This document introduces two methods for the parameter estimation of lifetime distributions. Whereas _Rank Regression (RR)_ fits a straight line through transformed plotting positions (transformation is described precisely in `vignette(topic = "Life_Data_Analysis_Part_I", package = "weibulltools")`), _Maximum likelihood (ML)_ strives to maximize a function of the parameters given the sample data. If the parameters are obtained, a cumulative distribution function _(CDF)_ can be computed and added to a probability plot.  

In the theoretical part of this vignette the focus is on the two-parameter Weibull distribution. The second part is about the application of the provided estimation methods in {weibulltools}. All implemented models can be found in the help pages of `rank_regression()` and `ml_estimation()`.

## The Weibull Distribution 

The Weibull distribution is a continuous probability distribution, which is specified by the location parameter $\mu$ and the scale parameter $\sigma$. Its _CDF_ and _PDF (probability density function)_ are given by the following formulas: 

$$F(t)=\Phi_{SEV}\left(\frac{\log(t) - \mu}{\sigma}\right)$$

$$f(t)=\frac{1}{\sigma t}\;\phi_{SEV}\left(\frac{\log(t) - \mu}{\sigma}\right)$$
The practical benefit of the Weibull in the field of lifetime analysis is that the common profiles of failure rates, which are observed over the lifetime of a large number of technical products, can be described using this statistical distribution.

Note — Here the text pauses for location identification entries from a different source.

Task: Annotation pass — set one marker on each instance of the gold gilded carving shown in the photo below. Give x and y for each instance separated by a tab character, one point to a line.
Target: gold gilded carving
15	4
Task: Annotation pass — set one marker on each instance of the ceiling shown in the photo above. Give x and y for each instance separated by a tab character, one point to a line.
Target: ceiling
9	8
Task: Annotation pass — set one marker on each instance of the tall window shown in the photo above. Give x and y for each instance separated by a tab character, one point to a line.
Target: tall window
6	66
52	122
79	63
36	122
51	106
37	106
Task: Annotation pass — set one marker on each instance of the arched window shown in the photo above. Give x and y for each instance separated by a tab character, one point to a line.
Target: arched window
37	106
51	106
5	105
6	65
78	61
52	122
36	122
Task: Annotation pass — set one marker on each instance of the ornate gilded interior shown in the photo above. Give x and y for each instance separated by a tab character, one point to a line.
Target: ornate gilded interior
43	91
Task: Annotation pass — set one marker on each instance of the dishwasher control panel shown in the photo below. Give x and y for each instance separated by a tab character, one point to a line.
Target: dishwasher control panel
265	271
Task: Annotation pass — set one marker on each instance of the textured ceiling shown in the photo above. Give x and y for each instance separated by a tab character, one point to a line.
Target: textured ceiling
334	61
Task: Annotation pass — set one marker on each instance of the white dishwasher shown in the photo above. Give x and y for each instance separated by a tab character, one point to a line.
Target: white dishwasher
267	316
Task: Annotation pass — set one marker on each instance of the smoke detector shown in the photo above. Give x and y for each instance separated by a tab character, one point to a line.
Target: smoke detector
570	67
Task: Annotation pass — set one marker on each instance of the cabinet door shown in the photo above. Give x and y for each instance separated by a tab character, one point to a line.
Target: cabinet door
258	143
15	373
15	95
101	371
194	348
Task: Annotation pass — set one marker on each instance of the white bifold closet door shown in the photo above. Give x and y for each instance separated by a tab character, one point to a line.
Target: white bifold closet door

In the following, the estimation of the specific parameters $\mu$ and $\sigma$ is explained.  

## Rank Regression (RR) 

In _RR_ the _CDF_ is linearized such that the true, unknown population is estimated by a straight line which is analytically placed among the plotting pairs. The lifetime characteristic, entered on the x-axis, is displayed on a logarithmic scale. A double-logarithmic representation of the estimated failure probabilities is used for the y-axis. Ordinary Least Squares _(OLS)_ determines a best-fit line in order that the sum of squared deviations between this fitted regression line and the plotted points is minimized.  

In reliability analysis, it became prevalent that the line is placed in the probability plot in the way that the horizontal distances between the best-fit line and the points are minimized [^note1]. This procedure is called __x on y__ rank regression.  

[^note1]: Berkson, J.: _Are There Two Regressions?_, 
          _Journal of the American Statistical Association 45 (250)_, 
          DOI: 10.2307/2280676, 1950, pp. 164-180  
          
The formulas for estimating the slope and the intercept of the regression line according to the described method are given below.  

Slope: 

$$\hat{b}=\frac{\sum_{i=1}^{n}(x_i-\bar{x})\cdot(y_i-\bar{y})}{\sum_{i=1}^{n}(y_i-\bar{y})^2}$$  

Intercept:  

$$\hat{a}=\bar{x}-\hat{b}\cdot\bar{y}$$  

With  

$$x_i=\log(t_i)\;;\; \bar{x}=\frac{1}{n}\cdot\sum_{i=1}^{n}\log(t_i)\;;$$  

as well as  

$$y_i=\Phi^{-1}_{SEV}\left[F(t)\right]=\log\left\{-\log\left[1-F(t_i)\right]\right\}\;and \; \bar{y}=\frac{1}{n}\cdot\sum_{i=1}^{n}\log\left\{-\log\left[1-F(t_i)\right]\right\}.$$  

The estimates of the intercept and slope are equal to the Weibull parameters $\mu$ and $\sigma$, i.e. 

$$\hat{\mu}=\hat{a}$$

and 

$$\hat{\sigma}=\hat{b}.$$

In order to obtain the parameters of the shape-scale parameterization the intercept and the slope need to be transformed [^note2].  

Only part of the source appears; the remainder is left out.